Questioner: I don't understand this business of immediate action.
Krishnamurti: What is action? The actual meaning of that word is `to do'. Action implies an active present. But action is the result of yesterday's mannerisms, knowledge, experience, ideas, formulas, which have become established and we act according to them. The memory of yesterday, modified and so on, acts in the present and that creates the future, so in that action there is no active present. I am acting in accordance with a dead thing. (Of course I must have memory in certain categories of activities, technical and so on). But acting according to memory only produces action that is not action at all, it is a dead thing, therefore tomorrow is also a dead thing. So what am I to do? I must learn about action which is totally different from the action of memory. To do this I must see what actually takes place, not intellectually, not verbally, not sentimentally. I have had an experience of anger or of pleasure and that remains as a memory, and according to that memory action takes place. That action from memory increases the anger or the pleasure and it is always accumulating the past - such action from the past is virtually inaction. Can the mind be free from these memories of yesterday so as to live in the present? This must not be a question to which I can obtain an intellectual answer. Nor can the mind, which is of time, which is subject to infinite moods, free itself from the memories of yesterday by trying to live in the present in accordance with the philosophy which says `I must live completely in the present' which says `there is no future, there is no past, that the future is hopeless therefore live in the present and make the best of the present'.

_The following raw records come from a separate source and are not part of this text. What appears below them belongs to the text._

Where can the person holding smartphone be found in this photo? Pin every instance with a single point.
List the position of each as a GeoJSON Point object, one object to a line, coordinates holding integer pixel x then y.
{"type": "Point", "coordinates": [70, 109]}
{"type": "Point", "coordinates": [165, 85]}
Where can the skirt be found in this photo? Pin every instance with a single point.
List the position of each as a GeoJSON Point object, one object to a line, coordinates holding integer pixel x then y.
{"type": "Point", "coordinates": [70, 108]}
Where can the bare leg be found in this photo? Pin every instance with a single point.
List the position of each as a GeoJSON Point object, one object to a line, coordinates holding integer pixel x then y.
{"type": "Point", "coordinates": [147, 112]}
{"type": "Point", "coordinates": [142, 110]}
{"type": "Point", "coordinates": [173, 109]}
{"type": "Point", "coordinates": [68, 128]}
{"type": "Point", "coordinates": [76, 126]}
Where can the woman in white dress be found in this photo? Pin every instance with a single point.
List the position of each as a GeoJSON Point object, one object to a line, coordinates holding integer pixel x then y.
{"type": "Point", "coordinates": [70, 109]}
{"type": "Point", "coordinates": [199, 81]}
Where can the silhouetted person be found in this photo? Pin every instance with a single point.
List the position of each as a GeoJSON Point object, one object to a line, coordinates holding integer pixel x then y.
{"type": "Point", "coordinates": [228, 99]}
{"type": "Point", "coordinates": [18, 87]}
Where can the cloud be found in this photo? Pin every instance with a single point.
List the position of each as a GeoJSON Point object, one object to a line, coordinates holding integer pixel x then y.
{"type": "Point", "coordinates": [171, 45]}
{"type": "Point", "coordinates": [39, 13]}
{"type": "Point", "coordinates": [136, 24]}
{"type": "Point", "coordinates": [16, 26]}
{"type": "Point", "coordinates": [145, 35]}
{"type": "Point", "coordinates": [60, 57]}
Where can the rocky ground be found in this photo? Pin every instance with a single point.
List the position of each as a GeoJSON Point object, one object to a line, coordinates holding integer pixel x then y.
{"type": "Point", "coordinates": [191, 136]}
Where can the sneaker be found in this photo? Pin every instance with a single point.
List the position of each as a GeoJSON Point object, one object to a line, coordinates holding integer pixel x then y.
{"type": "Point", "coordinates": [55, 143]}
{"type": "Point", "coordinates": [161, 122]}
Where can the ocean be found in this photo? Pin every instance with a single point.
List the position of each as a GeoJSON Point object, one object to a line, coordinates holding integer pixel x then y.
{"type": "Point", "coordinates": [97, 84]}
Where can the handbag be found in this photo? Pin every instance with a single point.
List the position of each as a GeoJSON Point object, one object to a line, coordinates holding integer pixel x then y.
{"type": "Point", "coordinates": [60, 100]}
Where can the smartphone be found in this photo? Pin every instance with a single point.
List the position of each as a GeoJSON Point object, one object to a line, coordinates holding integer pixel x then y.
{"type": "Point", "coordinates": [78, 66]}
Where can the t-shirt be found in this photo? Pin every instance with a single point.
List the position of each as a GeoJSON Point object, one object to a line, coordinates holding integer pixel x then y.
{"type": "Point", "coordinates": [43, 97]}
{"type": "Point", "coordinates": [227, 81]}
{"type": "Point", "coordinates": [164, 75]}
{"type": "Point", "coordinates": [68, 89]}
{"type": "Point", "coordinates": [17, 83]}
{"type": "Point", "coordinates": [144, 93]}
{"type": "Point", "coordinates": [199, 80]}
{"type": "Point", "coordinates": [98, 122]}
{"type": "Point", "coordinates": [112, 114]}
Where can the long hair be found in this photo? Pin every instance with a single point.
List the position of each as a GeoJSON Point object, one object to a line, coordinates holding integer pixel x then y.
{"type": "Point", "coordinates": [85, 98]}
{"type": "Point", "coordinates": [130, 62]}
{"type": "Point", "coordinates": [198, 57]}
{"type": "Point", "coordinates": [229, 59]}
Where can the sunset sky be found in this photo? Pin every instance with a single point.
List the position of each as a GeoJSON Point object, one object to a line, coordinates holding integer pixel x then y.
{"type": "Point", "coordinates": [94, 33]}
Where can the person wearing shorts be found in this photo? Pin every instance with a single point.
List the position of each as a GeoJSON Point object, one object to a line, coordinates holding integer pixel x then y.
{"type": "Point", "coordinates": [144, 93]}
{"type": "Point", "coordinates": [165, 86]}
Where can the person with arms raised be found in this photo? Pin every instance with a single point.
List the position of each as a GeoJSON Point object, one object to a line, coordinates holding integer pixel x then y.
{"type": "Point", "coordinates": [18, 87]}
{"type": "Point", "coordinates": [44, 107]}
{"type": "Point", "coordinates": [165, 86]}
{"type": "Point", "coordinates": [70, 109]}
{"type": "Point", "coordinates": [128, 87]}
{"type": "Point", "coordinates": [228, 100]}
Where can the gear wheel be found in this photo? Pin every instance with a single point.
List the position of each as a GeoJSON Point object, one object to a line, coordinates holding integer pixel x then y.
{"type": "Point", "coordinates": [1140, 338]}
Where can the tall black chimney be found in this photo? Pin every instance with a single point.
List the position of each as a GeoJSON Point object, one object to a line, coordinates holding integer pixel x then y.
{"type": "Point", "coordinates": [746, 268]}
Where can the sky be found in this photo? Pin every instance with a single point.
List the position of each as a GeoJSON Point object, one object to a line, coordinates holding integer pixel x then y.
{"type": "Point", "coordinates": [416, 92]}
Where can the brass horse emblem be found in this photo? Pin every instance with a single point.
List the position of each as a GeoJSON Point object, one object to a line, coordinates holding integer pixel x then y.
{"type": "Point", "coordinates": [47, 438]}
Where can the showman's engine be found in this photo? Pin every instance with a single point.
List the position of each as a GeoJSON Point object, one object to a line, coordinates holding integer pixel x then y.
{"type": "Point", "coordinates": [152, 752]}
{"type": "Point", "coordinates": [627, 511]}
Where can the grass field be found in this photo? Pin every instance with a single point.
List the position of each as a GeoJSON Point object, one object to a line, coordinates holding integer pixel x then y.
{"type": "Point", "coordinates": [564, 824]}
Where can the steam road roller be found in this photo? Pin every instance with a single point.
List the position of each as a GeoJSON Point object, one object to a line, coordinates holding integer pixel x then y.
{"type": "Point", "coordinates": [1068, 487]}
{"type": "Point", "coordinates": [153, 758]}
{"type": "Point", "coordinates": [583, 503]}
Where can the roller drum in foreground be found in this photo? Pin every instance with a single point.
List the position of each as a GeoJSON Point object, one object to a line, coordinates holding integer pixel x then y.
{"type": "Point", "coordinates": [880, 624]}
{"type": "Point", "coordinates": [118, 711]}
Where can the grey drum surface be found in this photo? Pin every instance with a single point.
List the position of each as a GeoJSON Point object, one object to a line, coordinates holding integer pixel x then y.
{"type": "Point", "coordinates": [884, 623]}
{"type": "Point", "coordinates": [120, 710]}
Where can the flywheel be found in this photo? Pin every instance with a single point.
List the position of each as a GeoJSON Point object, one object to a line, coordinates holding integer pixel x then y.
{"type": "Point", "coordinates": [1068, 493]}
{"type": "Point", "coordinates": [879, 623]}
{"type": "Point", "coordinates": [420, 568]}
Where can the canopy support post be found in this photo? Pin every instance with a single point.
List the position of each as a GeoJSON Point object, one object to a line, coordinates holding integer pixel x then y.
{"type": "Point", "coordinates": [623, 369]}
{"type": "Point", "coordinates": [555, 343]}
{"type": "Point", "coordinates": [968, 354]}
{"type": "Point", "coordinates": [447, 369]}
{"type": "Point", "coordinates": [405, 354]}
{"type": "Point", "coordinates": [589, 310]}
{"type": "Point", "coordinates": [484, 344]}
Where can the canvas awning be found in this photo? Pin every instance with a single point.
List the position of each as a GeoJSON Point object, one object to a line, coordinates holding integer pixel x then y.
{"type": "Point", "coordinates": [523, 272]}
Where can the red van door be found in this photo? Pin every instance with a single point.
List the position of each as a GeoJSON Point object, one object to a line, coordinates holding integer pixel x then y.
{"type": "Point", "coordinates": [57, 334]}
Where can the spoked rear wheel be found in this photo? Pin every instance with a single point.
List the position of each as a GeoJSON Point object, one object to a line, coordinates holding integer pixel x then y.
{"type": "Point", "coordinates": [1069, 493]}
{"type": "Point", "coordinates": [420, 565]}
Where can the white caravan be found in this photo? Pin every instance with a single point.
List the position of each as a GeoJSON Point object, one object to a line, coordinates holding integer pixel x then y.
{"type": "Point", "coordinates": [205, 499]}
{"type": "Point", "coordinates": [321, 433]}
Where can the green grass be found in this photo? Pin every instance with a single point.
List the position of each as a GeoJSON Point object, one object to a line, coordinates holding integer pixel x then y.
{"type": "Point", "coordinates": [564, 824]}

I cannot live in the present if the present is in the shadow of the past. To understand this the mind must be capable of looking and you can only look when there is no condemnation, no identification, no judgement - as you can look at a tree, a cloud - simply look at it. Before you can look at the most complex structure of memory, you must be able to look at a tree, at the ant, at the movement of the river, to look - we really don't. It is far more important to look at the past as memory, and this we don't know how to do.